"Uh! Capek banget gue!" Dengan tergesa, Iinas duduk di kubikelnya. Tangannya mengipas wajahnya, meski AC sudah menyala maksimal. "Na, air dong! Kering nih tenggorokan gue."
"Lo dari mana sih, Nas!" tanya Niana memberikan sebotol air mineral. Miliknya, belum sempat dia minum. Tapi tak apa, Iinas lebih membutuhkan.
"Aahh. Lapangan." Iinas mendesah setelah menghabiskan setengah botol air mineral. "Heran gue. Kenapa sih Pak Anjas, kalau ngajak gue ketemuan musti di lapangan terus? Kan panas, Na! Di sekitar situ kan juga banyak tuh cafe."
"Terima aja, Nas. Nasib kacung ya gini." jawab Niana kalem. Dia sudah biasa meladeni keluh kesah sahabatnya ini sejak kuliah.
"Uh, mana jauh banget lagi. Gue baru tau kalau ada pembangunan gedung di pelosok Jakarta."
"Proyek mana sih yang lo pegang?"
"Itu loh, pabrik kompor biogas. Udah proyeknya kecil, owner-nya rewel pula. Ah Ya Allah, kesel lagi kan gue."
"Udah, sabar aja. Jangan anggap ketemu owner, anggap aja lagi ketemuan sama cowok ganteng." jawab Niana enteng, lalu kembali ke kubikelnya. Pekerjaannya juga belum selesai. Nanti sore, Pak Rahmat pasti menagihnya.
"Siapa cowok ganteng?" tanya Iinaas bingung.
"Lah, ya Pak Anjas dong! Siapa lagi?"
"Iyyuuh. Nana!" Iinas mencubit pipi sahabatnya dengan gemas. "Ganteng sih ganteng. Buntutnya udah dua, Na! Lo mau kena amuk sama bininya?"
"Ya kan kalau bininya nggak tau, gak jadi masalah, Nas!"
"Ih. Amit-amit deh, Na! Yang single aja masih banyak. Ngapain ngincer yang yang udah ada buntutnya."
"Ya kali aja lo mau." Niana semakin kalem menanggapi kehebohan Iinaas. "Biasanya kan suami orang terlihat menggoda, apalagi yang udah punya anak gitu. Keliatan banget bapakable-nya." lanjutnya.
"Amit-amit! Jangan sampai deh, gue jadi pelakor. Bisa disumpahin para istri se-Indonesia gue."
"Aduh, kita kenapa jadi bahas ini sih? Maksi yuk! Lo udah makan belum?" tanya Niana. Dia sadar, kalau diteruskan, obrolan unfaedah ini akan berlanjut ke mana-mana. Lebih baik ia segera mengisi perutnya yang sudah mulai rewel. Bodo amatlah sama Pak Rahmat. Siapa suruh ngasih kerjaan mepet deadline begini.

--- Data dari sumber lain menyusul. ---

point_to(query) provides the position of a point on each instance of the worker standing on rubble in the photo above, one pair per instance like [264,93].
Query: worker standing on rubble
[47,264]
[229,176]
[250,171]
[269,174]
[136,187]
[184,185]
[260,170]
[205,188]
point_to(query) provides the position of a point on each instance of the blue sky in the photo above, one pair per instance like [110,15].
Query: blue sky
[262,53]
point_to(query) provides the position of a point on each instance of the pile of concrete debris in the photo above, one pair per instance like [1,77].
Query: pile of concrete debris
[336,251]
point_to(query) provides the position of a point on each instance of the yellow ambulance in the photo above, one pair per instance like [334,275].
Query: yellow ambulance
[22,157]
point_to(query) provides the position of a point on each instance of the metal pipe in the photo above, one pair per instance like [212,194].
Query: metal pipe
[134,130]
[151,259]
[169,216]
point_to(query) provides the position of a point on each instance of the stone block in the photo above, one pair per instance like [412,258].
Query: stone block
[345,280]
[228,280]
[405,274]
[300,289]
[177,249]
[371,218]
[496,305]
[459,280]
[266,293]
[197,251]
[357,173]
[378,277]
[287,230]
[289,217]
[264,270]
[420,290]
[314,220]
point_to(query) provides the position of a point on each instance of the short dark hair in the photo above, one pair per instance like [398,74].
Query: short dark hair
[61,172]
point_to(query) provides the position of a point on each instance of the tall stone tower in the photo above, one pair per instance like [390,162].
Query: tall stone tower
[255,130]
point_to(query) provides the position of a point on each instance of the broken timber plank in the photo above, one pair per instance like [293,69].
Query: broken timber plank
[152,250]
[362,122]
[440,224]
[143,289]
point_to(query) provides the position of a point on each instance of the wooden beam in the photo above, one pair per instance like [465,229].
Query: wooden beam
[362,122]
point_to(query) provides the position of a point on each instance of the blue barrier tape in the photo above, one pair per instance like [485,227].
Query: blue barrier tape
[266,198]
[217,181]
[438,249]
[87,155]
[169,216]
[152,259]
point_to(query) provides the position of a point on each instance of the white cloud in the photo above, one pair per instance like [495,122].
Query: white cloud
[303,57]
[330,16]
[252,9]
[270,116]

"Belum lah! Di proyek mana ada makanan. Tumben lo ngajakin gue. Laki lo kemana?"
"Meeting di luar dia. Udah ah, yuk!" Niana segera menyeret lengan Iinas. Dia sedang ngidam siomay hari ini.
"Gue pengen siomay nih!" katanya masih mengamit lengan Iinas. Menyuarakan keinginan terpendamnya beberapa jam lalu. Niana jadi kesal lagi sama suaminya. Tadi pagi, suaminya itu gagal membawakannya sebungkus siomay. Alhasil, Niana ngambek dan nggak mau diajak maksi sama si Abang suami.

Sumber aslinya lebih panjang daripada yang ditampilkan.